Considerando che il buon senso ha molto a che fare con la razionalità(intesa come l'impiego,nel pratico agire,di mezzi adeguati al fine che si vuole ottenere-nel dizionario filosofico di questo sito si dice della corretta relazione fra fatti e considerazioni)i "contenuti" del buon senso variano anch'essi?
Ci possono essere,insomma,razionalità che si fondano su presupposti diversi dai nostri?
Prendiamo in considerazione il racconto di Evans-Pritchard.L'antropologo riferisce che gli indigeni sanno che a consumare i supporti del granaio sono state le termiti,ed adottano spiegazioni legate alla stregoneria per rendere conto della tragedia da un punto di vista esistenziale.
Lévy-Bruhl parlava di una non conoscenza,o di una scarsa conoscenza,da parte degli indigeni,della logica aristotelica.

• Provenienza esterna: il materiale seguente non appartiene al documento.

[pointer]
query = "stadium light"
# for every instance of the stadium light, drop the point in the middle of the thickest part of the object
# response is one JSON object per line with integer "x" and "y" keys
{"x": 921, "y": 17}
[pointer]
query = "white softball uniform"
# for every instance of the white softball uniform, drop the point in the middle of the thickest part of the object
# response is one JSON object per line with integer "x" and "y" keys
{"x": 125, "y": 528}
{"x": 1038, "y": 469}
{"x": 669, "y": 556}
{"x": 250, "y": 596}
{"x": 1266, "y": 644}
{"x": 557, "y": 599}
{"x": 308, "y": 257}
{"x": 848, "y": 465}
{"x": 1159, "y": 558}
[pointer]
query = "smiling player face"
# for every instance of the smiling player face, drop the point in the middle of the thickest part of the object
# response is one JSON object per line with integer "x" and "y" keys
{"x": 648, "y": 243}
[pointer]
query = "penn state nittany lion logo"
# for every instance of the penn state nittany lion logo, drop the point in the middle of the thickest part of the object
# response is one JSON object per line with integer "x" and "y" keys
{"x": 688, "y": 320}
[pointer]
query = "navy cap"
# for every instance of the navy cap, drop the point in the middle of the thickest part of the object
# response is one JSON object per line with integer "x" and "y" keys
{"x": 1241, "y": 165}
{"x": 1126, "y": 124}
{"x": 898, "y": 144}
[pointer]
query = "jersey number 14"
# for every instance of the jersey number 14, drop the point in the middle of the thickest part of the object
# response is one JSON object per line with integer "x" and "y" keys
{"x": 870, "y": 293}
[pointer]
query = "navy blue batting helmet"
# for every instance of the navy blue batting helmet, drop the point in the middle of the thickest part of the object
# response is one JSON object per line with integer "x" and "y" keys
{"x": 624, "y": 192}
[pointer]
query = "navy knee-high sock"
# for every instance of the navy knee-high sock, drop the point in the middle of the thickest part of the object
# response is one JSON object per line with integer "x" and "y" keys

Questo sì,che ci avrebbe consentito di parlare di molteplici razionalità.
Ma se è vero,come conclude Evans-Pritchard,che gli indigeni possiedono i principi postulati da Aristotele,allora si dovrà ammettere che esiste almeno un modo comune,o assai simile,di ragionare.
Quello che varia,a questo punto,potrebbe essere il modo in cui la razionalità viene impiegata.In alcuni campi,come per quanto riguarda la stregoneria e la magia,che presso alcune popolazioni permeano l'intera vita sociale,la razionalità non è impiegata,se posso dire così,come diceva Frazer,"correttamente",essendo ci spazi per "ridondanze di senso" come quando,nel vodù,la bambola raffigurante qualche persona è sia una bambola che la persona che raffigura.

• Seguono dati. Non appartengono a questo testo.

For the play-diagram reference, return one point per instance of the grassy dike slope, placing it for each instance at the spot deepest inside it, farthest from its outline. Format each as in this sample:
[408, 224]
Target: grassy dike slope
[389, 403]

Forse,questa è la mia opinione,specialmente gli antropologi,che più costantemente sono in contatto con queste popolazioni,sono stati indotti a credere che esistesse una mentalità selvaggia proprio da questo spesso strato superficiale,da quello che appariva ai loro occhi,dai fenomeni che documentavano.

Un ardito parallelo,a questo punto,lo potremmo fare per quanto riguarda l'agire,spesso apparentemente folle(e mosso da ignoranza,come ha insegnato la critica illuminista)ma in realtà razionale,delle masse popolari occidentali.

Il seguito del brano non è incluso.